Lausdirndlgeschichten by Lena Christ

Lausdirndlgeschichten by Lena Christ

Autor:Lena Christ [Christ, Lena]
Die sprache: deu
Format: epub
Tags: Erzählungen
Herausgeber: Martin Mörike
veröffentlicht: 1912-12-31T23:00:00+00:00


Die Frau Bas

Eigentlich heißt sie ja Nanni. Und sie ist meiner Mutter ihre Schwester. Aber ich sage jetzt immer Frau Bas zu ihr.

Weil ich jetzt schon eine Bildung habe.

Die lernt man in der Stadt; das hat mir schon mein Großvater gesagt, wie er mich das erstemal in die Stadt gebracht hat.

Aber früher war ich gar nicht gebildet. Und zuerst war ich sogar dumm.

Aber jetzt nicht mehr.

Aber damals, wo ich noch ganz dumm war, hab ich einmal bei meiner Frau Bas einen Steinkrug vom Fensterbrettl herunter. Einen solchen, wo man bei den Bauern das Bier auf das Feld hinausbringt.

Und ich habe gedacht, daß es auch ein Bier ist.

Aber es war ein Petroleum.

Das schmeckt furchtbar.

Aber jetzt kenn ich es schon. Weil meine Mutter ein Wirtshaus hat.

Damals hab ich auch einmal den Großvater gefragt, wo die Eier herkommen.

Da hat er gesagt, von den Hennen.

Da hab ich gefragt, ob das weh tut, und er hat gesagt, ja.

Meine Frau Bas hat furchtbar viele Hennen gehabt.

Und alle Tage vielleicht fünfzig Eier.

Da ist immer am Freitag der alte Karrner Michel gekommen, und der hat dann seine große Eierkirm vom Buckel herunter.

Und dann hat ihm die Frau Bas zweihundert Eier hinein und hat immer eine Hand voll Gsott dazwischengelegt.

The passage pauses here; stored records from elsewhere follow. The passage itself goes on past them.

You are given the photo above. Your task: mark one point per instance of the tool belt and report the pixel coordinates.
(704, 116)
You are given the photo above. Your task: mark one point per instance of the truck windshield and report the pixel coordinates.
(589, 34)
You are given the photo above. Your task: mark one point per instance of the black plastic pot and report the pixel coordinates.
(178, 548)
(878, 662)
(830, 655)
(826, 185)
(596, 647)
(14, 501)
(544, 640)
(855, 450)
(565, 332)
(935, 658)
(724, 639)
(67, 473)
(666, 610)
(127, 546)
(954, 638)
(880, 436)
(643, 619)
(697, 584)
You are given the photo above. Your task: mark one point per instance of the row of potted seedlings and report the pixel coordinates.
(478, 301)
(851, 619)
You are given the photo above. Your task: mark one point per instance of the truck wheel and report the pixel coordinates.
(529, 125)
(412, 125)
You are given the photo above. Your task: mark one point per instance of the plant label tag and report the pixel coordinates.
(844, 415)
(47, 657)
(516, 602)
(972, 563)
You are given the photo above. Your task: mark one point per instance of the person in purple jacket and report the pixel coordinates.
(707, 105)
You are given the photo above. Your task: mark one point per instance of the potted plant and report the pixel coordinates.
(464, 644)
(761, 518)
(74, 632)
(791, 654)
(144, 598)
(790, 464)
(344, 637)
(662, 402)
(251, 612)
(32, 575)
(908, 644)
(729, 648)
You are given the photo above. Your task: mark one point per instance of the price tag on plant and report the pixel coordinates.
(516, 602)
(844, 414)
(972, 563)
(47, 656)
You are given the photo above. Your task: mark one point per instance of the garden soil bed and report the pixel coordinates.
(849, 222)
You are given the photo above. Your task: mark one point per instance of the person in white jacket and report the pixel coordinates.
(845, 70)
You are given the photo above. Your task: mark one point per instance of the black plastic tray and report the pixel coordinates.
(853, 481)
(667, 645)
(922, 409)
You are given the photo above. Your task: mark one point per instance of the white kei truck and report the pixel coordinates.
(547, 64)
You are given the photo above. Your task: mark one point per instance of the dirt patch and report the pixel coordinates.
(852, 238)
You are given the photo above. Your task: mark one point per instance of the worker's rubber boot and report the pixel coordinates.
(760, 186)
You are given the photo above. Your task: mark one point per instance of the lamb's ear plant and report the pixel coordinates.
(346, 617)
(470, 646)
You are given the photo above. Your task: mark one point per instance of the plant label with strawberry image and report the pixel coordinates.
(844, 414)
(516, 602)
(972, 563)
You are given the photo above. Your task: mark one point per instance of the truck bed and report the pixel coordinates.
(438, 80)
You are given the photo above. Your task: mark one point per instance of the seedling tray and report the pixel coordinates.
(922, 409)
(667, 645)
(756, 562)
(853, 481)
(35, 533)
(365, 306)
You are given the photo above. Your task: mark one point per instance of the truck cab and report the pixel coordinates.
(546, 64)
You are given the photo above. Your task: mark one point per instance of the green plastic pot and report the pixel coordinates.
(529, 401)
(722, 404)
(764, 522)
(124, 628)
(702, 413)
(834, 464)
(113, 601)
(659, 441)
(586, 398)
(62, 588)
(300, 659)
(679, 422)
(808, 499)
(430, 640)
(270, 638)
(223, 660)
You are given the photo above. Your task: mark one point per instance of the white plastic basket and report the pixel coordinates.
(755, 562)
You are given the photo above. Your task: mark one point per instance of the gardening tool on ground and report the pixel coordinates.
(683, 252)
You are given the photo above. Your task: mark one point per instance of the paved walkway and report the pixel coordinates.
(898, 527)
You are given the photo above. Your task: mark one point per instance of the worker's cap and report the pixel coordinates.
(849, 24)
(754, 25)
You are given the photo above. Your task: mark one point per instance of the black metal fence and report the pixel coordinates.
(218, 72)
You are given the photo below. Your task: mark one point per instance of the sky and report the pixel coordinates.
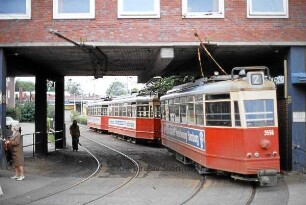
(89, 85)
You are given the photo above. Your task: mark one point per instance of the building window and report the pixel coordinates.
(15, 9)
(267, 9)
(138, 8)
(203, 8)
(73, 9)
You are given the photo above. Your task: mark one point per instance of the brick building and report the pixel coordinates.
(156, 37)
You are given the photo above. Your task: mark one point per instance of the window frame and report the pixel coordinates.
(186, 14)
(125, 14)
(251, 14)
(90, 15)
(26, 15)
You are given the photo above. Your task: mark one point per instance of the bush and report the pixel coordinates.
(27, 110)
(14, 113)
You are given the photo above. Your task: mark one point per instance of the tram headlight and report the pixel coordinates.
(256, 154)
(249, 155)
(265, 144)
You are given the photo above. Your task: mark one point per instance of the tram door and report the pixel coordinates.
(285, 138)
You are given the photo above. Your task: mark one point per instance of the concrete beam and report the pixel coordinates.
(164, 58)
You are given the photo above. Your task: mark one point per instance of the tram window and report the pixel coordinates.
(183, 113)
(199, 110)
(151, 110)
(142, 111)
(237, 114)
(120, 107)
(218, 114)
(124, 111)
(134, 111)
(190, 113)
(129, 111)
(190, 99)
(176, 113)
(104, 111)
(110, 110)
(183, 100)
(167, 111)
(157, 111)
(217, 97)
(116, 110)
(162, 110)
(259, 113)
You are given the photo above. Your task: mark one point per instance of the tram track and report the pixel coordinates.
(195, 191)
(42, 193)
(122, 185)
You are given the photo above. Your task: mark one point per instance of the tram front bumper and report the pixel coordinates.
(267, 177)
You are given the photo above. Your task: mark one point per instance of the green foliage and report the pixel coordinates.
(73, 88)
(14, 113)
(116, 89)
(27, 110)
(82, 119)
(26, 85)
(164, 84)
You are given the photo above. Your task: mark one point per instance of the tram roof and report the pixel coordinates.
(201, 86)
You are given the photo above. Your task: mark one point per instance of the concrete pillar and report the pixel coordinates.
(2, 105)
(41, 139)
(297, 94)
(59, 113)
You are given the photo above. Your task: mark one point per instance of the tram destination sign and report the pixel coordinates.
(122, 123)
(299, 117)
(190, 136)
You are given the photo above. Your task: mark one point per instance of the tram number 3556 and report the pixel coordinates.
(268, 132)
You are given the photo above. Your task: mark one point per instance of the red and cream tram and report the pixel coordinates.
(135, 117)
(97, 117)
(225, 124)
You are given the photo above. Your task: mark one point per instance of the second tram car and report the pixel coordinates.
(136, 117)
(225, 124)
(97, 118)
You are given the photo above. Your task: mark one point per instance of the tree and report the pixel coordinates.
(116, 89)
(26, 86)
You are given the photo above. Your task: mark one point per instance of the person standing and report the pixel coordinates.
(15, 144)
(75, 134)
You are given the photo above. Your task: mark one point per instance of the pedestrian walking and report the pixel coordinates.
(75, 134)
(15, 145)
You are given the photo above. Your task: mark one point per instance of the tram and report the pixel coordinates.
(97, 119)
(136, 117)
(225, 124)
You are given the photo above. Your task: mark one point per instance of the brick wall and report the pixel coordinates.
(170, 27)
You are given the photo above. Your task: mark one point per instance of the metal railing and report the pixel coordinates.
(36, 143)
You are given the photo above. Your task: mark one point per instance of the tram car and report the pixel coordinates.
(225, 124)
(136, 117)
(97, 117)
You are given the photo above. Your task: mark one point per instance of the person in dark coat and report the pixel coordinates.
(15, 144)
(75, 134)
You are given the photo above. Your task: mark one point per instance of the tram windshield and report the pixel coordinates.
(259, 113)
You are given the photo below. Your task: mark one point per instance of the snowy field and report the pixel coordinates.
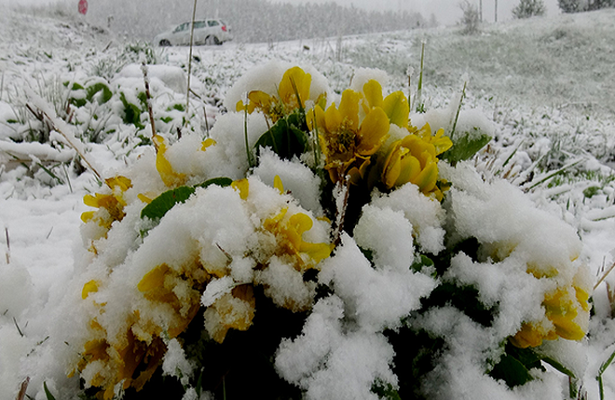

Dann hat ihr der Michel acht Mark gegeben und ist fort in die Stadt.

Weil sie da so viel brauchen.

Aber mir haben die Hennen furchtbar erbarmt, und ich habe gedacht, daß ich ihnen helfen muß.

Und ich bin in den Hühnerstall gekrochen und habe geschaut, wenn eine kommt.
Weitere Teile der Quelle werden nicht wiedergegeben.